The letters back then were from the same putt-struck addicts intent on improving their games, and the instruction department of the magazine is a monument to the teachers whose purpose in life was and always will be to screw with golfers’ minds. Frankly, I’m surprised nobody has sued the magazine — or better yet, The Golf Channel — for emotional distress caused by exaggeration of the benefits of some new trick or gizmo. We’re like the makers of SpongeBob SquarePants, who have tricked my youngest son, Rory, by wildly distorting the feasibility of living in a pineapple at the bottom of the sea. It might… just… work!
There’s a lot to like in the 1959 version, like seeing Ben Hogan described as a “grim gypsy.” But my favorite is a little half-page article called “How to Bet — a Glossary to Golf’s Myriad Ways of Wagering.” Great stuff! I mean, does anyone remember the bisque? It wasn’t a lobster in your opponent’s bag, but a shot given to a match-play opponent, to be used on any hole, provided it was declared before teeing off. Then there was the Pinehurst, a delightfully silly format in which partners had to play each other’s tee shots, then select one ball with which to finish. I think they should use it next year when the U.S. Open is at Pinehurst. Let’s see how the smarmy bastards who can hit those fairways do then!

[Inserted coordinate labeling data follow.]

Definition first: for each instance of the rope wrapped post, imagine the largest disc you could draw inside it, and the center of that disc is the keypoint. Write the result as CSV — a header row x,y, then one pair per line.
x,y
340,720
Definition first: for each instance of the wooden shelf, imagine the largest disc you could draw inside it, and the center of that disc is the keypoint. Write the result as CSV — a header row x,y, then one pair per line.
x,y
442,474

There is only one logical explanation for this 45th-birthday frenzy: Golf Magazine is having a midlife crisis! Actually I’m quite relieved, as I was thinking it was just me. I hit the less-than-magical 45 last August 13, a birthday I share with two of my heroes, Ben Hogan and Annie Oakley, neither of whom (by bizarre coincidence) ever called Arnold Palmer by his first name either. Hogan hated anyone playing better than he did, and OK, Annie died in 1926. Still, when you factor in that I’ve never called Arnold anything but “Mr. Palmer,” it is pretty spooky. Or it would be if you, too, were 45 years old, lost in a jungle of salt-and-pepper nose hair, battling love-handles and a bum-numbing addiction to Preparation H.

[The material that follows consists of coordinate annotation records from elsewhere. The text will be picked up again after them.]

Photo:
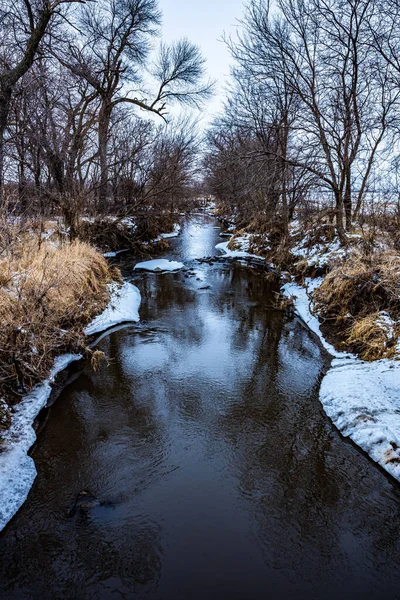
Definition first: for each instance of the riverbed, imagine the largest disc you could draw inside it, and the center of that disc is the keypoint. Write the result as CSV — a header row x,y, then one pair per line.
x,y
217,473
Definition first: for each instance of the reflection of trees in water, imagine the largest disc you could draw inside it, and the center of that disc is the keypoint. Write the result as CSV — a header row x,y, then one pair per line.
x,y
301,482
316,506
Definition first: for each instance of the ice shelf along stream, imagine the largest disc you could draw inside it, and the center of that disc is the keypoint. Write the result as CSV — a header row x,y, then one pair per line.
x,y
212,469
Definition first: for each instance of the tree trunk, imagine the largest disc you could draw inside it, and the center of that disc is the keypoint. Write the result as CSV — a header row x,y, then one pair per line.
x,y
339,217
5,103
347,201
104,126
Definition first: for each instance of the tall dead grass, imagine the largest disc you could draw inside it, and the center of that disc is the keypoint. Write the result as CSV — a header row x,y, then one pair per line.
x,y
47,295
360,300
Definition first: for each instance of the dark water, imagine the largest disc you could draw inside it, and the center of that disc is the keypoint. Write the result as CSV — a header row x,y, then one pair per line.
x,y
219,473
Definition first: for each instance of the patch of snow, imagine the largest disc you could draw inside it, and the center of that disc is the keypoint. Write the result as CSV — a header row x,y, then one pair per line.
x,y
17,469
320,254
361,398
165,236
123,308
160,265
223,247
114,254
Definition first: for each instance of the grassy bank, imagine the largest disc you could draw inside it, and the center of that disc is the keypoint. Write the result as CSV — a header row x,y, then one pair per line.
x,y
356,286
48,293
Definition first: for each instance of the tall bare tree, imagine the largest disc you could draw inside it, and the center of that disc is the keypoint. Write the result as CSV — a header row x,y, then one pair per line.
x,y
117,39
23,25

I wonder — should I have my love handles re-gripped? It’s all the rage now, Buttox injections or whatever they call them. I should probably start with my eyes. The bags under them have gotten so big they won’t fit in the overhead compartment anymore; I have to check them at the gate.
Now that I think of it, the last few editors of the rag have been progressively younger and better looking (ha — they’ll run that), and the whole damn outfit is in the middle of a makeover. This is bollocks! I remember when this publication was a great addition to the dumper. It was soft and strong, and yet so thoroughly absorbent. Now it’s slick and shiny and liable to give you a nasty paper cut. What kind of journalism is that?
We may be out in 45 and halfway to 90, but I’m sticking to my guns on the old back page. With advances in medical science, 45 years from now they’ll have done a Ted Williams on my head and I’ll still be getting paid for churning out crap like this. I smell Pulitzer!